Özbudun'a göre, Demokrat Parti her ne kadar İsmet İnönü yönetimine sert eleştiriler getirerek siyaset sahnesinde güçlü bir muhalif olarak belirse de geçmişte CHP’yi karşısına alan partilerin akıbetinden ders çıkararak temkinli davranmıştır. Demokrat Parti’nin kuruluş yıllarında arkasında TSK’nın desteği bulunan CHP’den icazet alması gerekliydi. Bu zorunluluk, DP’nin parti programı hakkında İsmet Paşa ve Celal Bayar arasında geçen diyalogda görülmektedir:
-İnönü: “Terakkiperverde olduğu gibi ‘İtikadatı diniyeye biz riayetkârız’ diye bir madde var mı?

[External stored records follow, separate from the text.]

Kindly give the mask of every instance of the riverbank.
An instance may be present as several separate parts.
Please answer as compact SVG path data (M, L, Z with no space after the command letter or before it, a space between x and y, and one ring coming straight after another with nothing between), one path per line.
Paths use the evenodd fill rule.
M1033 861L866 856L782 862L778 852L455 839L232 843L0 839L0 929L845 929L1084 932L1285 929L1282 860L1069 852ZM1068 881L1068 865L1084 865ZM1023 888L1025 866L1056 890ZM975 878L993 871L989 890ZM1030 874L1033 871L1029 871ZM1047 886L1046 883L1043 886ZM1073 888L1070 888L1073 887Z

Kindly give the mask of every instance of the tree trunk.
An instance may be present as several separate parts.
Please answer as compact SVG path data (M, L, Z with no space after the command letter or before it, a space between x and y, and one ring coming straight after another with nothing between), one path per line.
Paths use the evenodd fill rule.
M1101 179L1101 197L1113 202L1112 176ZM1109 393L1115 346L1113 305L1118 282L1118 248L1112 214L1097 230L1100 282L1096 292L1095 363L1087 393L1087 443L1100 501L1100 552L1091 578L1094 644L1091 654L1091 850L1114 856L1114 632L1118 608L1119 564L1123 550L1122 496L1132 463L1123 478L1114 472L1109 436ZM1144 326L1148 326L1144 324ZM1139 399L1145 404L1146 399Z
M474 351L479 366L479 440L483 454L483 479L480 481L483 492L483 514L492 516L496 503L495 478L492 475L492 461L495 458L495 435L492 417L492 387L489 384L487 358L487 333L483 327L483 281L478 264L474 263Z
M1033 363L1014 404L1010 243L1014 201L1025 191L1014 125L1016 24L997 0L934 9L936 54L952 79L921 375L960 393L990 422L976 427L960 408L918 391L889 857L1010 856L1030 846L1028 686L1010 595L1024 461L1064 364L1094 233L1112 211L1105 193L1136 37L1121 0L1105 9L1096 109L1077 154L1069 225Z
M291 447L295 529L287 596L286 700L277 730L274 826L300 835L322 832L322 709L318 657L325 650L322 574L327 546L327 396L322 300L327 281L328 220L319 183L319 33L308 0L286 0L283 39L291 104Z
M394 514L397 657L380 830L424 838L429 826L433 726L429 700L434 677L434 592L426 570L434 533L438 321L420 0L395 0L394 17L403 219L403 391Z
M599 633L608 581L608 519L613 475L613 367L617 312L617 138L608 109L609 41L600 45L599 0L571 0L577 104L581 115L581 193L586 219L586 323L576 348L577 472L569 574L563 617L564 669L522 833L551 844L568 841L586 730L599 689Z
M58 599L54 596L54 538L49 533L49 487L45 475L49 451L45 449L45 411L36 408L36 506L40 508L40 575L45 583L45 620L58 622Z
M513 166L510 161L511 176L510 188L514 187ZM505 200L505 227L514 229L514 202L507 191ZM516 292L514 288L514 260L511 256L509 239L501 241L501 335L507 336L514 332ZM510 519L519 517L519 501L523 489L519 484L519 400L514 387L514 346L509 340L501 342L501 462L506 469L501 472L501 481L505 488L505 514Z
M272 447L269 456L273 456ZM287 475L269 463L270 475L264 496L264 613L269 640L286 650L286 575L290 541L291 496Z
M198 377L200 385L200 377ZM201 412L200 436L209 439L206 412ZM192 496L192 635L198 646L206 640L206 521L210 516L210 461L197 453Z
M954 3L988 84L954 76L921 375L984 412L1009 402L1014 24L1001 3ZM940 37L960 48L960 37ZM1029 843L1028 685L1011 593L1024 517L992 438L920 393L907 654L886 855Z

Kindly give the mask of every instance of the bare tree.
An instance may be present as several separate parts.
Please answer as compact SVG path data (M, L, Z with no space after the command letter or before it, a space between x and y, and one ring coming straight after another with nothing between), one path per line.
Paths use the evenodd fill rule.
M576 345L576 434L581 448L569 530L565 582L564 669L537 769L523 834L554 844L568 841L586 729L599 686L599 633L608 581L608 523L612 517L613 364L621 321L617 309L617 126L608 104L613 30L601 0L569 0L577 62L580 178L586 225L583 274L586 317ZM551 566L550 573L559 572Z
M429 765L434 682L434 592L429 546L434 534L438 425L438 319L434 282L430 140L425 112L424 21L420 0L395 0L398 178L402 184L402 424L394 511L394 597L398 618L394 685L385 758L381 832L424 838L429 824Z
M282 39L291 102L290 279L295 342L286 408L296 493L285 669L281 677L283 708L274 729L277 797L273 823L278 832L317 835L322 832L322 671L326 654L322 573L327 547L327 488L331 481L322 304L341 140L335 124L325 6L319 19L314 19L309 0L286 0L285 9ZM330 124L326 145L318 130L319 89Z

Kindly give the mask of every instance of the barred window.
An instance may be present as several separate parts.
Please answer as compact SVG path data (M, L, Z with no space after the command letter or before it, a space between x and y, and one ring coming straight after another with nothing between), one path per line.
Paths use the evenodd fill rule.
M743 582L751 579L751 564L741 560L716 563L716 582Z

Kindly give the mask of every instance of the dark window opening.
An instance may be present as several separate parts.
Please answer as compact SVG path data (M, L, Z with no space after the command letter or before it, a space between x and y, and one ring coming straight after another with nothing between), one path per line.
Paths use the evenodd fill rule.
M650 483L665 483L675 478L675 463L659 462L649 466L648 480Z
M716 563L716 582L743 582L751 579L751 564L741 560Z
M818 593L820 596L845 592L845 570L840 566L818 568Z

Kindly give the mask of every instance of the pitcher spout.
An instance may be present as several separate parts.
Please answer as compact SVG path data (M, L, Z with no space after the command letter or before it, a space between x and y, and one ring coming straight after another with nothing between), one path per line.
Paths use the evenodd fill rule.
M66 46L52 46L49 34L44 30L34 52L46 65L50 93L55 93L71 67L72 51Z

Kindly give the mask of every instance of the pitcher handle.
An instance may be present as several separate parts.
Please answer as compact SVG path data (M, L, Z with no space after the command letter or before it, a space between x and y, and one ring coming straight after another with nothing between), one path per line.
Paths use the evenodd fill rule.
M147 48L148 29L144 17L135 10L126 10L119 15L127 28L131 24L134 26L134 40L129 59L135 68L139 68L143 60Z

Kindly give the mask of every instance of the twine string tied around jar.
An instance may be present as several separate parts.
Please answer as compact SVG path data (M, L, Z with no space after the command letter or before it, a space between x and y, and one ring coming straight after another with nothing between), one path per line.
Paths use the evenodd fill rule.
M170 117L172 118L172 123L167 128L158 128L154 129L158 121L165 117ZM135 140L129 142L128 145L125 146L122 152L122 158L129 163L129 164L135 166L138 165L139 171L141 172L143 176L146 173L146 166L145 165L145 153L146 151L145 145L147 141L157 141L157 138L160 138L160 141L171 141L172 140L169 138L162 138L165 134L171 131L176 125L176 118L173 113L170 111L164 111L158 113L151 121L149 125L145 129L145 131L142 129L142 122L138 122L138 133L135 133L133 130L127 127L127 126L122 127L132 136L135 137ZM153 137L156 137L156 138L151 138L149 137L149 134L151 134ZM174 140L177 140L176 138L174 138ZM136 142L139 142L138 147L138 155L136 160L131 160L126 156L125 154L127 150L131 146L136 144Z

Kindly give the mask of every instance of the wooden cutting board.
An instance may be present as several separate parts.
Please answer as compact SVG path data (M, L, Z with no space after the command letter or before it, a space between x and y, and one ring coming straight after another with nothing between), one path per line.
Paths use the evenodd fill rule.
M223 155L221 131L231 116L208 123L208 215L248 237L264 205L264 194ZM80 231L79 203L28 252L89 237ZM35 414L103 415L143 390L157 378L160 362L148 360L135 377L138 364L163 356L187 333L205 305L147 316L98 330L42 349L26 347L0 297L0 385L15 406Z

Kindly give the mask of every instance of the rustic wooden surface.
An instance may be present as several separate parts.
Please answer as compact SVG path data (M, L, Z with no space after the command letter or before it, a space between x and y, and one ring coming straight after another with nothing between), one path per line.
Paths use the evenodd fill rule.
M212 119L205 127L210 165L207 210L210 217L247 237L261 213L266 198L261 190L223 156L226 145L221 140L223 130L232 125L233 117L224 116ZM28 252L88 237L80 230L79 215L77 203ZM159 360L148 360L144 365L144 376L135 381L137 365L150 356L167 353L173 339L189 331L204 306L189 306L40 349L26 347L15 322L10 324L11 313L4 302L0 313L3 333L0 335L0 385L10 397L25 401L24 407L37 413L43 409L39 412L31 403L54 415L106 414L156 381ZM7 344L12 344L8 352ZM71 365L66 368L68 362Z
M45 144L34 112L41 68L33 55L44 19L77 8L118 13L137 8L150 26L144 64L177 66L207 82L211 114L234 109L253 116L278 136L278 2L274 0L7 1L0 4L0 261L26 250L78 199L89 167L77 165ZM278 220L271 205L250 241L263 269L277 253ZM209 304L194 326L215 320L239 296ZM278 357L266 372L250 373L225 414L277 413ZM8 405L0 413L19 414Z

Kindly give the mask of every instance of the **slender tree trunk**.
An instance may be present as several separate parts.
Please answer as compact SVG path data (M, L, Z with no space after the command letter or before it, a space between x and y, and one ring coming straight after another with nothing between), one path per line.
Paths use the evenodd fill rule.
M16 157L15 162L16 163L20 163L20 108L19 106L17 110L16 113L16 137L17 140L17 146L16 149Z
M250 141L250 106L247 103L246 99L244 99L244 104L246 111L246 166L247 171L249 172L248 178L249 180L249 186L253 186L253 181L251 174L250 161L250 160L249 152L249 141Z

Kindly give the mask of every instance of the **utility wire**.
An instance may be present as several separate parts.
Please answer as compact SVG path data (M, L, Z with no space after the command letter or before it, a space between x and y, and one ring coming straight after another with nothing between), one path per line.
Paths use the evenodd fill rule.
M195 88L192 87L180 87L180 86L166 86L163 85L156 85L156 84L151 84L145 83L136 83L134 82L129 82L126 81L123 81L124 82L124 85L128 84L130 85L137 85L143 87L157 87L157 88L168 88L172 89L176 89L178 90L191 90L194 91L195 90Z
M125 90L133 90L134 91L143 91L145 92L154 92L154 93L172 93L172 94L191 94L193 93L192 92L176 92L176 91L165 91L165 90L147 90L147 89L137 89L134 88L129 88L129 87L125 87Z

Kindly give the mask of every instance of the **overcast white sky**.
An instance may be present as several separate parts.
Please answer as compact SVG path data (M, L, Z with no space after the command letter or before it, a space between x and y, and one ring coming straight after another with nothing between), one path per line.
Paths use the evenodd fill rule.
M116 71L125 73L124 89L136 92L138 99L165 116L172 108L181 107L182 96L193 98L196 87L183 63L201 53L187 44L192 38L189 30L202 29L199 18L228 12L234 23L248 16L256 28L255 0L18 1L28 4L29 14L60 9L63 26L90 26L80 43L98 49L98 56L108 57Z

- Bayar: “Hayır Paşam, Laikliğin dinsizlik olmadığı var.”
-İnönü: “Ziyanı yok. Köy Enstitüleriyle, ilkokul seferberliğiyle uğraşacak mısınız?”
-Bayar: “Hayır.”
-İnönü: “Dış politikada ayrılık var mı?”
-Bayar: “Yok!”
-İnönü: “O halde, tamam…” (Özbudun, 2010:34).